You know there are many reasons I don’t do debates. The biggest one so far is that every time, the nobodies challenging me are complete idiots. It happened again today, on twitter.
Out of the blue, some guy I never heard of announces that his pal can crush me in a debate. Eh, I think, another clown.
But then there follows a few hours of chest-thumping. He used to be a hard atheist, but @taskawi made him rethink that. There is much protesting that I’m mean because I dismissed these guys as “raging loons”. Oh, yeah, he will challenge me to a debate and he will beat me. Bragging?
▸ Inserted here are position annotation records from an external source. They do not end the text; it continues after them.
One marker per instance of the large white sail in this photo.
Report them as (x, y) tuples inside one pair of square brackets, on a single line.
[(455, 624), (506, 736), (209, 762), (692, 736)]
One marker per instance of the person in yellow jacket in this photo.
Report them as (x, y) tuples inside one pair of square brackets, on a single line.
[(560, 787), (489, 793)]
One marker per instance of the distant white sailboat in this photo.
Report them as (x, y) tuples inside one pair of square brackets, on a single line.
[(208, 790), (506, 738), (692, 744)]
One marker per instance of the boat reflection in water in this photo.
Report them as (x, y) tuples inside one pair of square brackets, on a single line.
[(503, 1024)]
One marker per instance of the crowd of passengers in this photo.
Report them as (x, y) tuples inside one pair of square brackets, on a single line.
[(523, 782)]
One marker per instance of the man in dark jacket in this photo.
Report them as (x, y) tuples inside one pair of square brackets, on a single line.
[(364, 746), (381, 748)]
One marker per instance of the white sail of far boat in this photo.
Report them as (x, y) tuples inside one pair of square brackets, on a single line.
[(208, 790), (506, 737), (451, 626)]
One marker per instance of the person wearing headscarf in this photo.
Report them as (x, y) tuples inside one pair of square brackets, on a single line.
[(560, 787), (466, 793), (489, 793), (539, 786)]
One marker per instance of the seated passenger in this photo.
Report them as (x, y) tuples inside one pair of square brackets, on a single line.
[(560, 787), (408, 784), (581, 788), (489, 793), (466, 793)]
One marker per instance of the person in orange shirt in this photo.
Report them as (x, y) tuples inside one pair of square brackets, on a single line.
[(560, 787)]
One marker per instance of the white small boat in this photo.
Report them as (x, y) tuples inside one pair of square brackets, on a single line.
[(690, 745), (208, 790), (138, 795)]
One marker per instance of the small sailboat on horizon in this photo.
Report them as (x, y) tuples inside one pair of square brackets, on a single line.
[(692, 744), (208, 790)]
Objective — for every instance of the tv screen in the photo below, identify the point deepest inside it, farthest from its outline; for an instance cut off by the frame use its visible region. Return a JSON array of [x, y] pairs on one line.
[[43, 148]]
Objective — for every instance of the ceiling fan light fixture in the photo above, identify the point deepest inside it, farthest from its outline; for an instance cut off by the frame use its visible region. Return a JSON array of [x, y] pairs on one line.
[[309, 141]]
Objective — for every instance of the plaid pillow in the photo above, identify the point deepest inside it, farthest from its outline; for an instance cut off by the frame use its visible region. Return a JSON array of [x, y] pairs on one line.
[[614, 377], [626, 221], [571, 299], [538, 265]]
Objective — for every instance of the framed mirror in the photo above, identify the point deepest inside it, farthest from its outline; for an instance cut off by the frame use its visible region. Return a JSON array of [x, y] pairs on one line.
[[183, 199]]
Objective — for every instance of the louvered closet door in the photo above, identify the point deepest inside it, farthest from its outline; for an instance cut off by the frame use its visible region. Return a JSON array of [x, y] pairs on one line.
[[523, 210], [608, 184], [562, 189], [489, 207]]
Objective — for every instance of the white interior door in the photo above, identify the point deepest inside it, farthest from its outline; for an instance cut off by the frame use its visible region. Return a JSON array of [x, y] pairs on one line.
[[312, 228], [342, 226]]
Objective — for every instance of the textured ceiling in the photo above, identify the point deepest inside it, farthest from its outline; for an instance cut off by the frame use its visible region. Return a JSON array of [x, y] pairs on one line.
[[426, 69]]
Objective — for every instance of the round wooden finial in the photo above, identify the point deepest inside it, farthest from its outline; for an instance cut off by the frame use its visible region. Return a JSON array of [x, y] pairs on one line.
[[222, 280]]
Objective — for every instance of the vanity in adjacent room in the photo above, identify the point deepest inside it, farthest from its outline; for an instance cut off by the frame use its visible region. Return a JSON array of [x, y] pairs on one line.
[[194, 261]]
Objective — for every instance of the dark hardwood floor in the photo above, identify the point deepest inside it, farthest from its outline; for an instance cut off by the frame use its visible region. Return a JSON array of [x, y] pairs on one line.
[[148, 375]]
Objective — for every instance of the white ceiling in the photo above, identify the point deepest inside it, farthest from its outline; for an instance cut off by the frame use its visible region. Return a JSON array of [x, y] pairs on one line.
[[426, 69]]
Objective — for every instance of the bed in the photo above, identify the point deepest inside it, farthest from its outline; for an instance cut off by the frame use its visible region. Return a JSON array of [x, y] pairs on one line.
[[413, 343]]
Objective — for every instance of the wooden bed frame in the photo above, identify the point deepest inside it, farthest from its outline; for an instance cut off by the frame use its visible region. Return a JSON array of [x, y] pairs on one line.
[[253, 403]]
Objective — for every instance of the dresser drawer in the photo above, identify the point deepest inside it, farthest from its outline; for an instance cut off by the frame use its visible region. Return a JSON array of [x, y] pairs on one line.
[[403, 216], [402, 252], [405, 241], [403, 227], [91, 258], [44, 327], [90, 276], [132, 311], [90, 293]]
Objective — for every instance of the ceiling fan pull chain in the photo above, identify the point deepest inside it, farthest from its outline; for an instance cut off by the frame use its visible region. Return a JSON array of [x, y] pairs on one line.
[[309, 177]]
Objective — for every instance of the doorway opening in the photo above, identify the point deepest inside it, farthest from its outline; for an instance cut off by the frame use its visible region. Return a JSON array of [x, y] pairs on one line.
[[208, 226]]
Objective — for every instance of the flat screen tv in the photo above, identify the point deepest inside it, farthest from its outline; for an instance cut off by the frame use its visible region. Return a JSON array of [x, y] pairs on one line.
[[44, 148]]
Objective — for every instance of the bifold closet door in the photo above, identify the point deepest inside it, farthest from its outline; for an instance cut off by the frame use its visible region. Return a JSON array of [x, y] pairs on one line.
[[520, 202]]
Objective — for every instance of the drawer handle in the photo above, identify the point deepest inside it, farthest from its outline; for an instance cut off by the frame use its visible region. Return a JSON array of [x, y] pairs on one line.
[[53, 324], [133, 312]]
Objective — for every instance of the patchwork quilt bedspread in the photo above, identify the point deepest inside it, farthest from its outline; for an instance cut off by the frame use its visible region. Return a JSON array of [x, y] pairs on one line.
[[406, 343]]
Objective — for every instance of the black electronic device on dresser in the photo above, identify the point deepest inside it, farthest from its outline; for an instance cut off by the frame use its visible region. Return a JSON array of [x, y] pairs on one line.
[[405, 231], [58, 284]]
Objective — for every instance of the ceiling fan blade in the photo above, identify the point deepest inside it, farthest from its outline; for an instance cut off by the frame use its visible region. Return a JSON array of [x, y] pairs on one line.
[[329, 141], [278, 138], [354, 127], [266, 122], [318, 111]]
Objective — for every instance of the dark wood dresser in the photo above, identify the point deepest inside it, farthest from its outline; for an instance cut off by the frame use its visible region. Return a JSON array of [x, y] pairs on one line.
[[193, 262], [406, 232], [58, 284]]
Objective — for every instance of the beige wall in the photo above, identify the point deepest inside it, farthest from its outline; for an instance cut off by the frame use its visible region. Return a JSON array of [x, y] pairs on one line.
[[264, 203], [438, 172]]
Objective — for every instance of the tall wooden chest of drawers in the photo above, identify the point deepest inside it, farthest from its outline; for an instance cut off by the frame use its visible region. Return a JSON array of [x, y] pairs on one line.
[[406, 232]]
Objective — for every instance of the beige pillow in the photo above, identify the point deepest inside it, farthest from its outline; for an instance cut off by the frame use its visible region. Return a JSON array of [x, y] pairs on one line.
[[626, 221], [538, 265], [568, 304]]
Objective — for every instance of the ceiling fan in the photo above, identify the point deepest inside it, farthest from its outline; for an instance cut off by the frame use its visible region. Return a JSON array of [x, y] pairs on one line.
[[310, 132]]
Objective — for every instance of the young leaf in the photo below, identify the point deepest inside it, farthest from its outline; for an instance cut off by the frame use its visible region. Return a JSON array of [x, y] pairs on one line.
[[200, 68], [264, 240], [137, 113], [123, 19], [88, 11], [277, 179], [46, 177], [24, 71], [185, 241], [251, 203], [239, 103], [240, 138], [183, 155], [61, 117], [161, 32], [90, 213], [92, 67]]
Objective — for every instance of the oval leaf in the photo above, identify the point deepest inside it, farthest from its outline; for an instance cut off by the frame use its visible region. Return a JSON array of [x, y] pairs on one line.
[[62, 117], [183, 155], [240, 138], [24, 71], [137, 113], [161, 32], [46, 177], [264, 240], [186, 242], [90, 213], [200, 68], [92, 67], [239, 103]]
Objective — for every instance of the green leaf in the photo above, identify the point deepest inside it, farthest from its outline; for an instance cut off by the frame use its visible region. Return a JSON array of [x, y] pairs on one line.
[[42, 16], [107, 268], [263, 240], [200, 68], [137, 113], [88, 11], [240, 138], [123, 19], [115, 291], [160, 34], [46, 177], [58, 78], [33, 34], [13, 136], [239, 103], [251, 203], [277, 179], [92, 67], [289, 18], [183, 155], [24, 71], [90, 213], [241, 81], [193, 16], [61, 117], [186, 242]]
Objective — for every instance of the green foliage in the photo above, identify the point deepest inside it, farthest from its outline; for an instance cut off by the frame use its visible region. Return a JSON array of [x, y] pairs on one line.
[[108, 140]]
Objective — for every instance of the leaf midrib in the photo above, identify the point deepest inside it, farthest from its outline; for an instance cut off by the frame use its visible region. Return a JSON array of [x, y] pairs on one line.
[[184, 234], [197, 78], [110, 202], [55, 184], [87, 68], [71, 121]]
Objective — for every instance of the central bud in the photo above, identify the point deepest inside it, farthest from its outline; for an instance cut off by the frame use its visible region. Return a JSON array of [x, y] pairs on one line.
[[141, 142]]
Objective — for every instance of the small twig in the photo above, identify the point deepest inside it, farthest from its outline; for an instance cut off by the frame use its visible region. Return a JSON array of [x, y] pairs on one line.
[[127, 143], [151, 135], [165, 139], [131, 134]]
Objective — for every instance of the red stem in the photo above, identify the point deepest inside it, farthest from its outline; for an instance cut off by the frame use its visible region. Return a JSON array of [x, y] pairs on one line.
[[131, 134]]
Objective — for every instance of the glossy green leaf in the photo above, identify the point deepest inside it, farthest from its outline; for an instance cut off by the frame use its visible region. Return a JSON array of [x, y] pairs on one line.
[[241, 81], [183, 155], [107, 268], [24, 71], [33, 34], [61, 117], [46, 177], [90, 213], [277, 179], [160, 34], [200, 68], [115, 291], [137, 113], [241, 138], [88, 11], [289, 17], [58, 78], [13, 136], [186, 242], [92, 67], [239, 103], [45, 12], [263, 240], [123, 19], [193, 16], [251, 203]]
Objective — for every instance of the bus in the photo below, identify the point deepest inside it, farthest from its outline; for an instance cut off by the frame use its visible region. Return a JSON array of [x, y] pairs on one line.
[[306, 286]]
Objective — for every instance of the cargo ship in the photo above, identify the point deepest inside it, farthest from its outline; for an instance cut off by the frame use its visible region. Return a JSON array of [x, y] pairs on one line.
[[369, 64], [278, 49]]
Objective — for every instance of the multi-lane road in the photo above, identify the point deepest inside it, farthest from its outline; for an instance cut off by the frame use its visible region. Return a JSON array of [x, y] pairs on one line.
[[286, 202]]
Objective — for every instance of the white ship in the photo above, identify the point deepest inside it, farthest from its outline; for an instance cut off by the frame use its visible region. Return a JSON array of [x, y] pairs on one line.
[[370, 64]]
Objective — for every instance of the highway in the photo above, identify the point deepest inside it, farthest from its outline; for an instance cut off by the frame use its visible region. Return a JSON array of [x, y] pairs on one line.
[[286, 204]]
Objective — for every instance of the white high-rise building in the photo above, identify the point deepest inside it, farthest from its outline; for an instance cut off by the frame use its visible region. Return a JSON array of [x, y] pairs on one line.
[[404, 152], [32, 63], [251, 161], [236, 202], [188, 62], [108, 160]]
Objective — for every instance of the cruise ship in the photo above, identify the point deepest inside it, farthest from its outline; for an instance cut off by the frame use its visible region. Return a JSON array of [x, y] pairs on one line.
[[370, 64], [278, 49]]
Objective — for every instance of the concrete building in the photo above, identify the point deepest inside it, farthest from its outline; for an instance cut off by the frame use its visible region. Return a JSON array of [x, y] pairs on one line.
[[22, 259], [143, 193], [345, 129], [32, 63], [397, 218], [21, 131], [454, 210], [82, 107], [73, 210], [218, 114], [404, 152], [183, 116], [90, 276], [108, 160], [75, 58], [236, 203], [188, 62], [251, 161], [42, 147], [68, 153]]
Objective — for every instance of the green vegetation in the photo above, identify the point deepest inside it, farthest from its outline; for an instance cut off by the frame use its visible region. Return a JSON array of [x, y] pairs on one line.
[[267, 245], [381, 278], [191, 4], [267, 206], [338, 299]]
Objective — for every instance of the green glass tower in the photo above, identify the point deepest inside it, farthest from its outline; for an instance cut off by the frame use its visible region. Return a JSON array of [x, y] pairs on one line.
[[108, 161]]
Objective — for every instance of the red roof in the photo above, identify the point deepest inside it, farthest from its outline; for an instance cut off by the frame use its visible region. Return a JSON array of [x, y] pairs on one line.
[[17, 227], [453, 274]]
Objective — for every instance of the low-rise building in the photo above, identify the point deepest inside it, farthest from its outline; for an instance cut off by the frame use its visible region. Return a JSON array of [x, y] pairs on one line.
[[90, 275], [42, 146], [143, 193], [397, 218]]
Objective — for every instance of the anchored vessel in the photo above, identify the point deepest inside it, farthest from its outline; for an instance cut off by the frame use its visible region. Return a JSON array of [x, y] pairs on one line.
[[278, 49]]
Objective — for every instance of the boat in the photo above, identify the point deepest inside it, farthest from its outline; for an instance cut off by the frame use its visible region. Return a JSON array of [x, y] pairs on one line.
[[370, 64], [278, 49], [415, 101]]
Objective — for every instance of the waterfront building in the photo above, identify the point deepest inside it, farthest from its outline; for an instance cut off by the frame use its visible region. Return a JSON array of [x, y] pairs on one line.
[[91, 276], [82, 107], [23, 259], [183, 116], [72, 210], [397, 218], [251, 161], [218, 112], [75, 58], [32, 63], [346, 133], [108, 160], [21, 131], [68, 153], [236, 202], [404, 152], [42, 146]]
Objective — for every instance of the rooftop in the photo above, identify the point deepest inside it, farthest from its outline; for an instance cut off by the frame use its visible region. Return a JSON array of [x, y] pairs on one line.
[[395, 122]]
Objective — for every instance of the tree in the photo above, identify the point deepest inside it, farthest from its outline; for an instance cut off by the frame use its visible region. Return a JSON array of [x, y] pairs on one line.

Yeah, these guys were really strutting about like little popinjays.
And then they get serious.
You know, they haven’t yet said why I should debate them, they haven’t even said what the question is, or what side they’re taking, and this joker is setting the terms and telling me it’s for money. Does he even know the mathematician, the astronomer, and the physicist he has decided are the judges? Right: and I’m going to name Barack Obama, Satan, and the President of Mars to be judges now. This is getting ridiculous, and I tell them they’ve been nattering at me for hours and can’t even tell me what I’m supposed to be debating here.
So finally pretentious twit lays down the rules…not that I was asking for them, or even cared what perimeter he was trying to set up.
Heck, does he even know Robert Wright, the fellow he is so blithely proposing as referee?
But at last, finally, after 3 hours of taunting me (time I spent teaching a class and attending a committee meeting), they drop their grand question on me.
A belief in God is more scientific than atheism, using the best measures of science.
What a waste of time: a boring question that contains its own contradiction. How can you claim a supernatural being, by definition inaccessible to any natural means of detection, can be at all scientific?
I was done and told them so. And people wonder why I’m quick to give nagging nitwits the boot: because every time I give them a little slack they just demonstrate why they weren’t worth engaging in the first place.
I did look into this @taskawi’s stream to see if he’s always so terribly afflicted with grandiosity, and yes, he is: he’d jumped to me after howling at Glenn Beck.
Just a warning: ignore this guy. He’s a flaming full-on freaked out kook.